Nouvelle objectivité en Suisse, une exposition et de belles découvertes à la Chaux-de-Fonds


Nouvelle objectivité en Suisse. C’est sous ce titre que la Chaux-de-Fonds, après Winterthur, présente une exposition fort intéressante dans son Musée des beaux-arts.

PAR PHILIPPE JUNOD

Forgée en Allemagne en 1923, l’étiquette de « Neue Sachlichkeit » a d’abord désigné un mouvement de réaction contre l’expressionnisme allemand. Bientôt récupérée par les « nouveaux réalismes », « retours à l’ordre » et autres refus des tendances à l’abstraction, elle a rapidement amalgamé des courants très divers, tant politiquement que stylistiquement. D’autre part, l’histoire de l’art s’étant longtemps focalisée sur la France et les avant-gardes, qui semblaient dessiner une évolution logique de l’impressionnisme à l’abstraction en passant par le cubisme, une grande partie de la production artistique de l’entre-deux-guerres s’est trouvée éclipsée: la figuration était alors suspecte de passéisme. Un changement de la perspective et son élargissement géographique ont eu pour conséquence une révision des valeurs, d’où un regain d’intérêt pour cette « nouvelle objectivité », remise en lumière par diverses expositions en Allemagne, en France, en Italie et aux USA, dont la Suisse a fini par bénéficier à son tour.

Natures mortes, portraits, autoportraits et représentations d’ateliers sont ici des sujets privilégiés. Certaine « inquiétante étrangeté », parfois teintée de mélancolie, nimbe parfois des scènes d’une fausse banalité.
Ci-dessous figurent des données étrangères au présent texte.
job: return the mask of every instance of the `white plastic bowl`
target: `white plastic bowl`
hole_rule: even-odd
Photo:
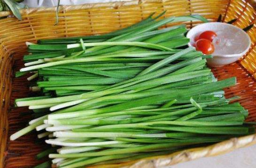
[[[190,39],[189,46],[192,46],[194,43],[195,37],[202,32],[207,30],[212,30],[217,32],[222,30],[225,33],[233,35],[238,35],[240,45],[234,46],[234,50],[229,51],[228,53],[225,54],[217,53],[215,51],[212,54],[213,58],[207,58],[207,64],[213,67],[220,67],[225,65],[233,63],[238,60],[244,55],[250,48],[251,39],[249,36],[242,29],[230,24],[219,22],[211,22],[198,25],[191,29],[186,35],[186,37]],[[237,48],[239,47],[239,48]],[[239,49],[239,50],[237,50]],[[241,51],[235,53],[235,51]]]

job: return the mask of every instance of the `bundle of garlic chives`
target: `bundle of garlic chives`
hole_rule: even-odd
[[[17,76],[35,72],[32,88],[39,96],[15,102],[39,117],[11,139],[45,129],[39,138],[48,135],[46,143],[57,147],[38,157],[50,154],[53,164],[71,168],[168,154],[253,133],[243,124],[248,111],[229,104],[237,98],[226,99],[222,90],[235,78],[217,81],[206,66],[209,56],[186,48],[184,25],[157,29],[168,22],[207,20],[151,16],[106,35],[29,45],[32,54],[24,57],[27,66]]]

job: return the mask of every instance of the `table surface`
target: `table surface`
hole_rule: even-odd
[[[129,0],[61,0],[62,5],[127,1]],[[25,0],[24,3],[30,7],[56,5],[58,0]],[[229,153],[215,157],[201,158],[195,161],[179,163],[168,168],[256,168],[255,160],[256,145],[237,149]]]

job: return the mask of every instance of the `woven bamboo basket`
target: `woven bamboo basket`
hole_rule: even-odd
[[[210,21],[216,21],[221,14],[224,22],[237,19],[233,24],[241,28],[256,21],[256,2],[253,0],[136,0],[61,6],[59,22],[54,26],[55,9],[23,9],[21,10],[22,21],[12,17],[0,20],[0,168],[30,168],[42,161],[34,157],[45,147],[43,143],[35,142],[36,134],[32,132],[14,141],[9,140],[10,134],[24,127],[32,118],[26,108],[14,108],[15,99],[30,94],[27,77],[16,79],[13,75],[23,65],[21,58],[26,54],[25,42],[105,33],[137,22],[154,12],[159,14],[165,10],[164,17],[199,14]],[[10,14],[1,12],[0,17]],[[199,22],[186,23],[189,29]],[[249,51],[237,62],[212,70],[220,80],[237,77],[237,84],[225,89],[225,96],[240,96],[239,101],[249,110],[247,120],[256,121],[256,27],[254,26],[248,33],[252,41]],[[160,168],[222,154],[256,143],[255,134],[168,155],[97,168]]]

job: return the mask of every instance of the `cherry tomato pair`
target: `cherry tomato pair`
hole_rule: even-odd
[[[210,54],[214,52],[214,45],[212,42],[217,36],[212,31],[205,31],[195,38],[195,48],[204,54]]]

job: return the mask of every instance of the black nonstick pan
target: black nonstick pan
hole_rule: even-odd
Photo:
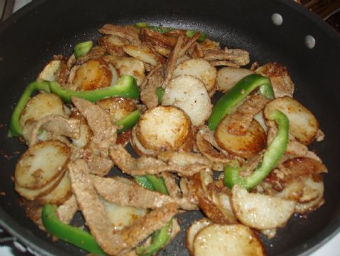
[[[17,203],[12,176],[26,147],[7,137],[13,106],[24,86],[54,54],[69,55],[80,41],[95,39],[105,23],[137,22],[206,32],[251,62],[278,62],[295,83],[295,97],[318,117],[325,139],[312,144],[327,166],[324,206],[293,217],[272,240],[261,237],[269,255],[308,255],[340,231],[340,36],[292,0],[36,0],[0,25],[0,226],[38,255],[84,255],[52,242]],[[199,213],[179,216],[187,227]],[[184,230],[160,255],[188,255]]]

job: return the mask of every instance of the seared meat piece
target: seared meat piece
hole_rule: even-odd
[[[249,63],[249,53],[241,49],[206,50],[204,52],[206,60],[227,60],[239,66]]]
[[[138,30],[132,27],[116,26],[111,24],[106,24],[99,29],[99,33],[112,34],[127,39],[131,43],[140,45],[141,40],[138,35]]]
[[[231,116],[228,132],[235,135],[247,133],[254,116],[265,107],[269,100],[262,95],[251,95]]]

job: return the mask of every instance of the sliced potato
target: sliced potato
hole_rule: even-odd
[[[264,116],[275,109],[285,114],[289,119],[289,131],[297,140],[306,145],[316,137],[319,123],[316,116],[300,102],[290,97],[285,96],[271,101],[264,108]]]
[[[67,172],[65,172],[58,185],[48,194],[36,198],[36,201],[41,204],[52,203],[59,206],[69,199],[71,195],[71,180]]]
[[[194,255],[260,256],[266,253],[261,241],[250,228],[241,224],[212,224],[196,235]]]
[[[204,227],[212,224],[213,222],[206,218],[203,218],[196,220],[192,222],[187,231],[187,236],[185,243],[190,253],[190,255],[194,255],[194,239],[196,234]]]
[[[50,81],[57,81],[61,67],[62,62],[59,60],[51,60],[40,72],[38,79]]]
[[[135,78],[137,85],[143,83],[146,79],[144,63],[132,57],[116,58],[110,56],[106,60],[113,65],[119,71],[120,76],[125,74]]]
[[[122,47],[122,49],[129,55],[153,66],[157,65],[159,62],[162,60],[160,56],[146,46],[126,44]]]
[[[103,202],[108,220],[116,230],[130,226],[136,219],[145,216],[148,213],[146,209],[120,206],[105,200],[103,200]]]
[[[71,151],[57,140],[37,143],[30,147],[15,166],[16,184],[30,189],[40,189],[64,171]]]
[[[52,93],[39,93],[29,100],[19,123],[23,127],[28,120],[36,121],[50,114],[66,116],[62,100]]]
[[[182,109],[195,126],[203,124],[213,109],[204,84],[192,76],[179,76],[172,79],[165,88],[162,105]]]
[[[96,104],[110,114],[113,123],[125,117],[136,108],[132,99],[122,97],[108,97],[97,101]]]
[[[261,125],[253,119],[245,135],[234,135],[228,132],[231,116],[227,116],[215,131],[215,140],[222,149],[246,159],[255,156],[266,147],[267,135]]]
[[[269,62],[255,70],[262,76],[268,76],[273,86],[275,97],[292,97],[294,83],[287,69],[278,62]]]
[[[230,203],[241,222],[257,229],[283,227],[294,213],[296,204],[293,201],[248,193],[239,185],[232,189]]]
[[[178,150],[191,134],[189,116],[175,107],[159,106],[139,119],[136,135],[142,146],[156,151]]]
[[[190,75],[201,80],[206,90],[213,89],[217,70],[215,67],[204,59],[190,59],[181,62],[173,71],[173,77]]]
[[[76,71],[72,83],[77,90],[95,90],[110,86],[112,76],[106,62],[101,59],[92,59]]]
[[[225,67],[218,69],[216,77],[218,90],[226,92],[230,90],[236,83],[253,72],[247,69]]]
[[[30,201],[35,200],[38,197],[43,196],[52,191],[59,184],[63,177],[64,174],[62,173],[56,179],[47,184],[45,187],[37,189],[26,189],[19,186],[16,182],[15,182],[14,188],[21,196],[24,197],[26,199]]]

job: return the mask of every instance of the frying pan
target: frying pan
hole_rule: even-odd
[[[307,217],[292,217],[275,238],[261,238],[269,255],[304,255],[337,234],[340,37],[291,0],[36,0],[15,13],[0,26],[0,225],[38,254],[84,253],[62,241],[51,242],[17,203],[11,178],[26,147],[7,137],[8,123],[24,86],[53,54],[71,54],[76,43],[97,38],[97,29],[105,23],[141,21],[206,32],[222,46],[248,50],[252,62],[278,62],[288,67],[295,83],[295,97],[316,114],[326,135],[323,142],[311,145],[329,169],[324,176],[325,203]],[[179,218],[185,229],[201,217],[194,212]],[[160,255],[188,255],[184,236],[182,231]]]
Généreusement représenté ici, le bâlois Niklaus Stoecklin s’inspire à l’occasion de Konrad Witz, tandis que les frères Barraud, chaux-de-fonniers qui sont également à l’honneur, relèvent d’une tradition plus latine. Adolf Dietrich, quant à lui, se rapproche plutôt de la peinture dite naïve. D’ailleurs le fait qu’il soit enrôlé, à côté du douanier Rousseau, dans le casier d’une « objectivité visionnaire » présentée actuellement au Kunsthaus de Zurich, en dit long sur le flou de ces catégories. Diverses figures moins connues réservent aussi de belles découvertes. Une série d’affiches, dont c’est alors l’âge d’or, complète enfin le panorama. Mais si l’homogénéité  de l’ensemble reste ici aussi problématique, la qualité est au rendez-vous. Mention spéciale pour la salle consacrée à Johannes Robert Schürch, dont on peut certes se demander ce qu’il fait dans ce contexte, mais dont l’intensité tragique des dessins et gravures vaut à elle seule le déplacement.

Musée des beaux-arts de la Chaux-de-Fonds, jusqu’au 27 mai 2018.